Brunkow is currently a senior programme manager at the Institute for Systems Biology in Seattle, Ramsdell serves as a scientific adviser at Sonoma Biotherapeutics in San Francisco, and Sakaguchi is a professor at Osaka University.

Scientific Developments Behind the Breakthrough

The immune system protects us from countless invading microbes every day. To do so effectively, it must distinguish between what is foreign and what belongs to the body. Many pathogens mimic human cells to escape detection, making immune regulation essential—an unregulated immune system can attack the body’s own organs.

In 1995, Shimon Sakaguchi made the first pivotal discovery in this field. At the time, the scientific consensus was that immune tolerance was established primarily in the thymus through the elimination of potentially harmful immune cells—a process known as central tolerance. Sakaguchi challenged this view by identifying a previously unknown class of immune cells that prevented autoimmune reactions. His work revealed that immune tolerance is more complex and extends beyond the thymus.
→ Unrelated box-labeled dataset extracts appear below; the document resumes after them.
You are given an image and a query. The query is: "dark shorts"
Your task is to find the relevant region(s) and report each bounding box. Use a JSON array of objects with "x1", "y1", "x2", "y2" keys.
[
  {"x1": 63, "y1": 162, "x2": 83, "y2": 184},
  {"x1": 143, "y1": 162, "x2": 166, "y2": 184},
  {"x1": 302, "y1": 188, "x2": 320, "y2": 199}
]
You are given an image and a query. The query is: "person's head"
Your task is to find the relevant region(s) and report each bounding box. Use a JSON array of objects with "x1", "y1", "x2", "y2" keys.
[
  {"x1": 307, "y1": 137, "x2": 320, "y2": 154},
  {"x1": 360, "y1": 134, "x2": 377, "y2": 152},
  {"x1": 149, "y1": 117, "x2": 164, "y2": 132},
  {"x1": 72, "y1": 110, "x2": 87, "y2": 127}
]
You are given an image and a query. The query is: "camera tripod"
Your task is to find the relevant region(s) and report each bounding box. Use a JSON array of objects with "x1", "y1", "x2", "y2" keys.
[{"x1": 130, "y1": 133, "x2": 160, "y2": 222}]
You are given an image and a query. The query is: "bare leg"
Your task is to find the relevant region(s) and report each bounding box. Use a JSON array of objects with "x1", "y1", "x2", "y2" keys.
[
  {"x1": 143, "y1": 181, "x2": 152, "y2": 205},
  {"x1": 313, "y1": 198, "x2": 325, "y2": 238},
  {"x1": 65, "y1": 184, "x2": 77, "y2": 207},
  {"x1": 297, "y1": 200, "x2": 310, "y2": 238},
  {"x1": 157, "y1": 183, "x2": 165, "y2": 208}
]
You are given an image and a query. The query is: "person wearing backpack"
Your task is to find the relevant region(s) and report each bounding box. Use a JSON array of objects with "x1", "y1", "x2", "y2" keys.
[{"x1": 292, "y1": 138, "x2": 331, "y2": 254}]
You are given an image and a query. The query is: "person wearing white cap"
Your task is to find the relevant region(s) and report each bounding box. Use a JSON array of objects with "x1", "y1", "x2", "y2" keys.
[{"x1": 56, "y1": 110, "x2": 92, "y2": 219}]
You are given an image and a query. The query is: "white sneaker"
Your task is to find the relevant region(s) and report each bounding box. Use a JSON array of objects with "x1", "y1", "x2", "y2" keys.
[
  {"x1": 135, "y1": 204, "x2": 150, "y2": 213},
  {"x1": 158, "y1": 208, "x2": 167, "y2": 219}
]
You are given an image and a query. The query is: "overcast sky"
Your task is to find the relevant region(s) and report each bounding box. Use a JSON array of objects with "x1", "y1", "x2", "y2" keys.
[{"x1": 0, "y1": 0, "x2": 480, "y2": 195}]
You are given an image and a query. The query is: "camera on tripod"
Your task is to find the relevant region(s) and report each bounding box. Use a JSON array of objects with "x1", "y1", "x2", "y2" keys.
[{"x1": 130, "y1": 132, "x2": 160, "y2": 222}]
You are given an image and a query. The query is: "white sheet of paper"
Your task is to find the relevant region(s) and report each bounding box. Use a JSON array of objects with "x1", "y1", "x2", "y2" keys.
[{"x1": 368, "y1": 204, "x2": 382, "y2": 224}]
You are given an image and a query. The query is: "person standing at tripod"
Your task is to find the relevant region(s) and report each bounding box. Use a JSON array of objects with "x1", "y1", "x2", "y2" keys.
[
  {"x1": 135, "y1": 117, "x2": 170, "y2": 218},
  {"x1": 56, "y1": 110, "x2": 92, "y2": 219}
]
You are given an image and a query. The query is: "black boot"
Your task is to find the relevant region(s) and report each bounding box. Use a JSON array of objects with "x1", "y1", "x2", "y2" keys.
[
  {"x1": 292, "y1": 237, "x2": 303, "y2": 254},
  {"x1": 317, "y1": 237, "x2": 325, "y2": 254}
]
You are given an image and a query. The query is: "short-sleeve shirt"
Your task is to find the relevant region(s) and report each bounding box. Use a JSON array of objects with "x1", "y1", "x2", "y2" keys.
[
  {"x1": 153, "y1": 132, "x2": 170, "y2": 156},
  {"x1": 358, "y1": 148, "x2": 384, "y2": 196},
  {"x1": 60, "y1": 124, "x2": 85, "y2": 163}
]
The second major discovery came in 2001, when Mary Brunkow and Fred Ramsdell investigated a mouse strain prone to severe autoimmune disease. They identified a mutation in a gene they named Foxp3, and subsequently showed that mutations in the human equivalent cause a rare but devastating autoimmune disorder, IPEX syndrome. Two years later, Sakaguchi linked the findings by demonstrating that Foxp3 governs the development of the same protective cells he had identified in 1995. These “regulatory T cells,” or Tregs, serve as monitors that prevent other immune cells from attacking healthy tissues.

Significance of the Laureates’ Discovery

Scientists and clinicians have widely praised the laureates’ contributions, calling them foundational to modern immunology. Their work redefined the understanding of T-cell biology and established the field of peripheral tolerance. Because misplaced immune attacks cause autoimmune diseases such as type 1 diabetes and multiple sclerosis, the discovery of regulatory T cells opened new pathways for developing therapies to modulate the immune response.
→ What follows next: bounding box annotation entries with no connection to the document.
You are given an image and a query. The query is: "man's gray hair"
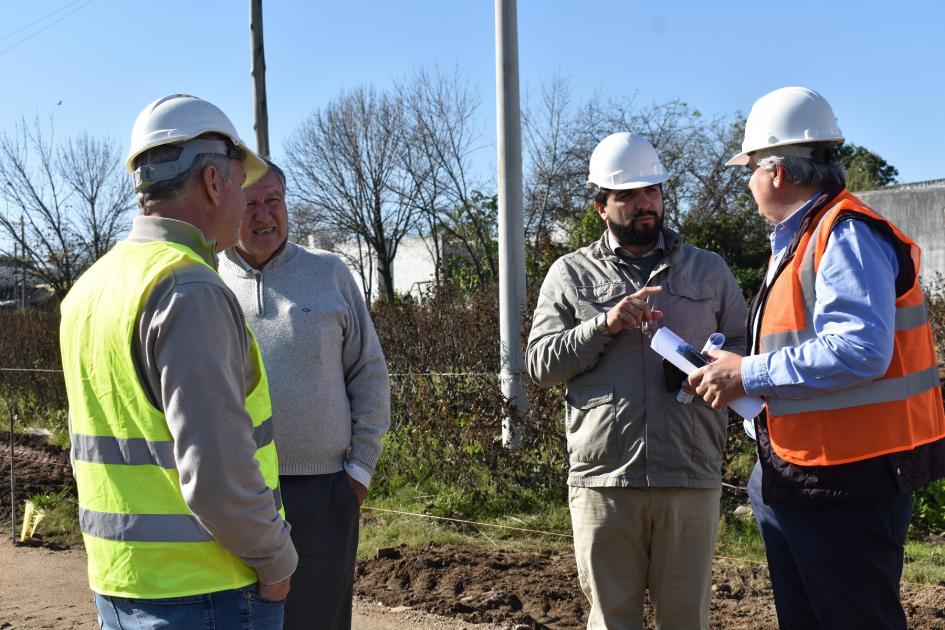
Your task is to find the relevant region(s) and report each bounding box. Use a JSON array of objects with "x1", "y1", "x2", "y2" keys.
[
  {"x1": 754, "y1": 145, "x2": 846, "y2": 186},
  {"x1": 134, "y1": 137, "x2": 232, "y2": 215},
  {"x1": 263, "y1": 157, "x2": 285, "y2": 192}
]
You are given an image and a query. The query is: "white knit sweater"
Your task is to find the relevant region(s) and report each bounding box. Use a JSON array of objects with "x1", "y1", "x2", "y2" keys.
[{"x1": 219, "y1": 242, "x2": 390, "y2": 486}]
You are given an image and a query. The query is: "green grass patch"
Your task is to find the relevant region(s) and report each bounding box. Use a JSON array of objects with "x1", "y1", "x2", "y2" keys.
[
  {"x1": 29, "y1": 488, "x2": 82, "y2": 547},
  {"x1": 358, "y1": 487, "x2": 571, "y2": 558},
  {"x1": 902, "y1": 540, "x2": 945, "y2": 584}
]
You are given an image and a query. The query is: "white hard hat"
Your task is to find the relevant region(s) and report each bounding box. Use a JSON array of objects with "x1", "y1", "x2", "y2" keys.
[
  {"x1": 587, "y1": 131, "x2": 669, "y2": 190},
  {"x1": 125, "y1": 94, "x2": 268, "y2": 190},
  {"x1": 725, "y1": 87, "x2": 843, "y2": 166}
]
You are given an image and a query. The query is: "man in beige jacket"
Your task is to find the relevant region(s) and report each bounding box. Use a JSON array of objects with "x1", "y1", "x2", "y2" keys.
[{"x1": 527, "y1": 133, "x2": 746, "y2": 629}]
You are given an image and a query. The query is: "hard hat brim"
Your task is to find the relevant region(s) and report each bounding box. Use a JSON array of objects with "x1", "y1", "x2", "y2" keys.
[
  {"x1": 725, "y1": 136, "x2": 845, "y2": 166},
  {"x1": 587, "y1": 173, "x2": 670, "y2": 190}
]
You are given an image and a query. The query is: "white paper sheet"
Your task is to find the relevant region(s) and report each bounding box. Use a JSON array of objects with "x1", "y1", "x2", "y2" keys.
[{"x1": 650, "y1": 326, "x2": 765, "y2": 420}]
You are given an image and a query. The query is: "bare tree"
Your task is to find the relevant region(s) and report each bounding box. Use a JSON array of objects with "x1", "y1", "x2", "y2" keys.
[
  {"x1": 398, "y1": 70, "x2": 498, "y2": 279},
  {"x1": 0, "y1": 120, "x2": 133, "y2": 297},
  {"x1": 525, "y1": 82, "x2": 746, "y2": 241},
  {"x1": 523, "y1": 75, "x2": 611, "y2": 255},
  {"x1": 286, "y1": 87, "x2": 416, "y2": 299}
]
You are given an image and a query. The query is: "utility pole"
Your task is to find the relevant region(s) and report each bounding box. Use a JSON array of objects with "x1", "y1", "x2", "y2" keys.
[
  {"x1": 495, "y1": 0, "x2": 528, "y2": 448},
  {"x1": 249, "y1": 0, "x2": 270, "y2": 158}
]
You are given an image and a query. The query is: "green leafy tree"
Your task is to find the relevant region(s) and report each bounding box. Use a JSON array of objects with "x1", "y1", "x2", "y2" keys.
[
  {"x1": 838, "y1": 144, "x2": 899, "y2": 191},
  {"x1": 681, "y1": 203, "x2": 771, "y2": 299}
]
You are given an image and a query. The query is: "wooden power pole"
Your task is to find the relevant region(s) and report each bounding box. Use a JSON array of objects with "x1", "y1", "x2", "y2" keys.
[{"x1": 249, "y1": 0, "x2": 270, "y2": 158}]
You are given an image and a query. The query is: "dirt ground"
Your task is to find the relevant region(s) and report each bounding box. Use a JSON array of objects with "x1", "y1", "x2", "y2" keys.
[{"x1": 0, "y1": 434, "x2": 945, "y2": 630}]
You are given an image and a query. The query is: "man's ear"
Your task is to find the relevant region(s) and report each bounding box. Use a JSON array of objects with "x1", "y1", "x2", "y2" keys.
[
  {"x1": 594, "y1": 200, "x2": 607, "y2": 221},
  {"x1": 771, "y1": 164, "x2": 787, "y2": 188},
  {"x1": 200, "y1": 163, "x2": 224, "y2": 206}
]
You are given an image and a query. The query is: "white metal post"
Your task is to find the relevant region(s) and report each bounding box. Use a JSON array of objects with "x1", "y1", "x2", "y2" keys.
[{"x1": 495, "y1": 0, "x2": 528, "y2": 448}]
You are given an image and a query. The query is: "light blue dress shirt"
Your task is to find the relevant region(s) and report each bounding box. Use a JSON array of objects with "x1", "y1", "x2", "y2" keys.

Prof. Danny Altmann of Imperial College London noted, “A huge part of the advance over the past 30 years in understanding the immune system has come with the description, definition and characterisation of regulatory T-cells in diverse aspects of health and disease.”

Prof. Marie Wahren-Herlenius of the Karolinska Institute highlighted how these discoveries have inspired potential treatments. Clinical trials are underway to boost regulatory T-cell numbers to suppress damaging immune reactions in autoimmune disorders or after organ transplantation. In cancer treatment, the strategy takes the opposite direction. “Cancer cells can make use of our regulatory T-cells to avoid immune reactions that could destroy the cancer cells,” she said. As a result, therapies aim to downregulate or remove these cells to allow the immune system to attack tumours.

According to Thomas Perlmann of the Karolinska Institute, no regulatory T-cell–targeted therapy has yet gained market approval, but more than 200 human clinical trials are ongoing. Among the prominent companies racing to develop such treatments is Ramsdell’s Sonoma Biotherapeutics, partly funded by U.S. drugmaker Regeneron, which is working on therapies for conditions such as inflammatory  bowel disease.